Overview
Distributions are the shapes of data. If you plot a million data points, they usually form a recognizable pattern. Knowing the shape tells you what to expect.
Core Idea
The core idea is predictability. Randomness isn’t shapeless. It follows laws.
- Normal Distribution (Bell Curve): Height, IQ, Errors. Most are average; few are extreme.
- Power Law (Pareto): Wealth, City Sizes, Twitter Followers. A few giants, many midgets. (The 80/20 rule).
Formal Definition
A mathematical function that gives the probabilities of occurrence of different possible outcomes.
- PDF (Probability Density Function): For continuous data (Height).
- PMF (Probability Mass Function): For discrete data (Dice rolls).
Intuition
- Normal: Additive processes. (Height is sum of many genes + diet + environment).
- Log-Normal: Multiplicative processes. (Stock prices).
- Poisson: Rare events in a fixed time. (Phone calls per hour, meteor strikes).
Examples
- The Long Tail: In the internet age, niche products (the tail of the distribution) sell more than hits. (Amazon vs.

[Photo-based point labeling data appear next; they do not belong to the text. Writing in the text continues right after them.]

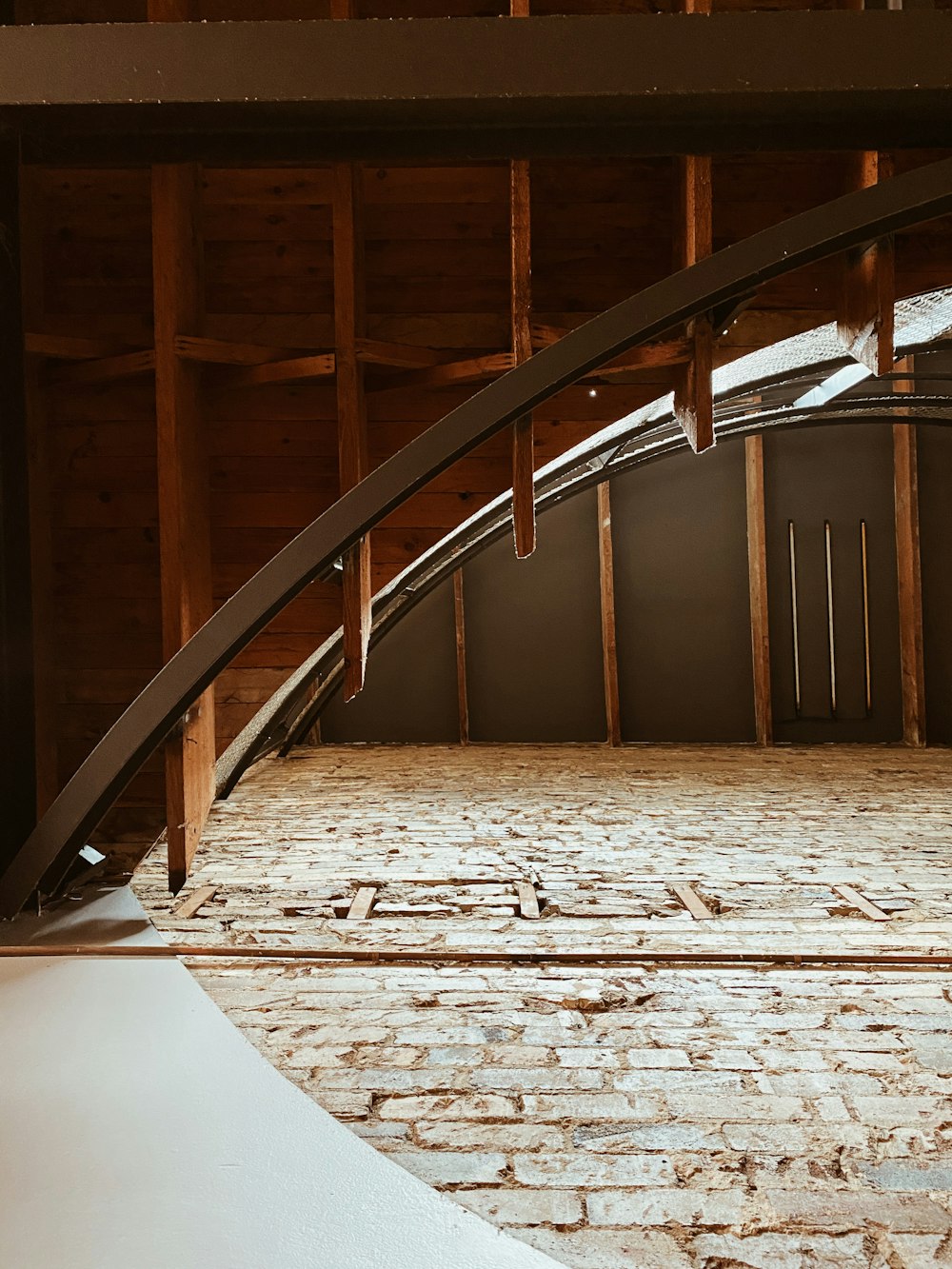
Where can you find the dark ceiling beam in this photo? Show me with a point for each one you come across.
(918, 195)
(482, 85)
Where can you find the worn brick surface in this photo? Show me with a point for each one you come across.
(612, 1116)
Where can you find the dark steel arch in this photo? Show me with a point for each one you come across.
(779, 376)
(849, 221)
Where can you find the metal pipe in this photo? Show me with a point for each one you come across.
(396, 956)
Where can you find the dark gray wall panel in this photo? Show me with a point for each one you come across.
(936, 545)
(842, 475)
(682, 602)
(410, 694)
(533, 641)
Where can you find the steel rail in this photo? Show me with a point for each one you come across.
(284, 727)
(860, 217)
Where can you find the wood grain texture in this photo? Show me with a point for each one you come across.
(866, 309)
(524, 445)
(185, 526)
(353, 454)
(609, 648)
(693, 397)
(463, 694)
(757, 580)
(909, 576)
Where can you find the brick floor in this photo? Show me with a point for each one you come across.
(611, 1116)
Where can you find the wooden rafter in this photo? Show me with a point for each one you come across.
(106, 368)
(183, 498)
(609, 650)
(757, 582)
(864, 319)
(461, 686)
(353, 452)
(296, 368)
(474, 369)
(224, 351)
(376, 351)
(693, 396)
(75, 347)
(909, 571)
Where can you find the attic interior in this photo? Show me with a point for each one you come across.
(478, 625)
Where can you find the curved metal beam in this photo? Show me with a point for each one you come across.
(909, 199)
(777, 376)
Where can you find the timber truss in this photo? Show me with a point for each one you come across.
(704, 293)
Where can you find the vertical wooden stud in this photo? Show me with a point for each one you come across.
(609, 650)
(461, 689)
(693, 397)
(909, 572)
(45, 660)
(521, 271)
(185, 537)
(353, 453)
(864, 319)
(757, 580)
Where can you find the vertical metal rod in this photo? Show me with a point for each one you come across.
(795, 616)
(829, 617)
(867, 666)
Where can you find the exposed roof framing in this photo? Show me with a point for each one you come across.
(480, 87)
(781, 372)
(720, 279)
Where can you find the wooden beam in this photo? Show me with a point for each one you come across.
(521, 315)
(693, 902)
(223, 351)
(866, 312)
(609, 650)
(318, 367)
(75, 347)
(376, 351)
(528, 900)
(757, 583)
(197, 900)
(105, 369)
(46, 660)
(461, 688)
(185, 537)
(353, 457)
(693, 397)
(909, 574)
(664, 351)
(471, 370)
(364, 903)
(18, 787)
(856, 900)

Walmart).
- Six Sigma: Manufacturing philosophy based on the Normal Distribution (keeping defects 6 standard deviations away from the mean).
Common Misconceptions
- Misconception: Everything is a Bell Curve.
- Correction: Financial markets are Fat Tailed (Power Law). Extreme crashes happen way more often than a Bell Curve predicts. This mistake caused the 2008 crisis.
Related Concepts
- Central Limit Theorem: Why the Bell Curve is everywhere.
- Outlier: A point that doesn’t fit the distribution.
Applications
- Insurance: Pricing risk based on distributions.
- Epidemiology: Modeling disease spread.
Criticism and Limitations
- Model Risk: Using the wrong distribution (e.g., using Normal for stock prices) is dangerous.
Further Reading
- The Black Swan by Nassim Nicholas Taleb
- Statistical Distributions by Evans et al.